Во вступлении к своей книге Фридрих сказал то, чем столько раз хотел рассеять недоверие старого конторского сторожа:
«Рабочие! — в толпе английских ткачей, металлургов, углекопов он узнавал Джона, сосредоточенно жующего ус. — Вам я посвящаю труд, в котором я попытался нарисовать перед своими немецкими соотечественниками верную картину вашего положения, ваших страданий и борьбы, ваших чаяний и стремлений».
И снова Фридрих отвечал Джону, недоумевающему, спрашивающему, кому нужна книга о рабочих («У нас на табак гроша не остается, зачем нам книги о своей беде?»):
«Я достаточно долго жил среди вас, чтобы ознакомиться с вашим положением. Я исследовал его с самым серьезным вниманием, изучил различные официальные и неофициальные документы, поскольку мне удавалось раздобыть их, но все это меня не удовлетворило. Я искал большего, чем одно абстрактное знание предмета, я хотел видеть вас в ваших жилищах, наблюдать вашу повседневную жизнь, беседовать с вами о вашем положении и ваших нуждах, быть свидетелем вашей борьбы против социальной и политической власти ваших угнетателей… Я оставил общество и званые обеды, портвейн и шампанское буржуазии и посвятил свои часы досуга почти исключительно общению с настоящими рабочими; я рад этому и горжусь этим.
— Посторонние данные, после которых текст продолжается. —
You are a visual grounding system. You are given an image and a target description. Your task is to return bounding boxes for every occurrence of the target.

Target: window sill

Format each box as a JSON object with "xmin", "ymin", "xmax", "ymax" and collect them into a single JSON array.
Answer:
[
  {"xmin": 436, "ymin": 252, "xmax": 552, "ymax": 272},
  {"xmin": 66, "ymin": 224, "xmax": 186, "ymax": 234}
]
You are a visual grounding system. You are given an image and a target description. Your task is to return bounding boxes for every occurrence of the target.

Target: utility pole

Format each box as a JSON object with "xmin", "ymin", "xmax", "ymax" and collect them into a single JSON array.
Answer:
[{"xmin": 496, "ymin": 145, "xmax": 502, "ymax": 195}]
Рад потому, что получил таким образом возможность плодотворно провести в изучении действительной жизни немало часов, которые иначе были бы потрачены на салонную болтовню и соблюдение докучливого этикета; горжусь потому, что получил благодаря этому возможность воздать должное угнетенному и оклеветанному классу людей, которые, при всех своих недостатках и всех невыгодах своего положения, все же вызывают к себе уважение в каждом, кроме разве английского торгаша; горжусь еще и потому, что это дало мне возможность оградить английский народ от растущего презрения, которое возникло к нему на континенте как неизбежное следствие грубо-своекорыстной политики и всего поведения вашей правящей буржуазии…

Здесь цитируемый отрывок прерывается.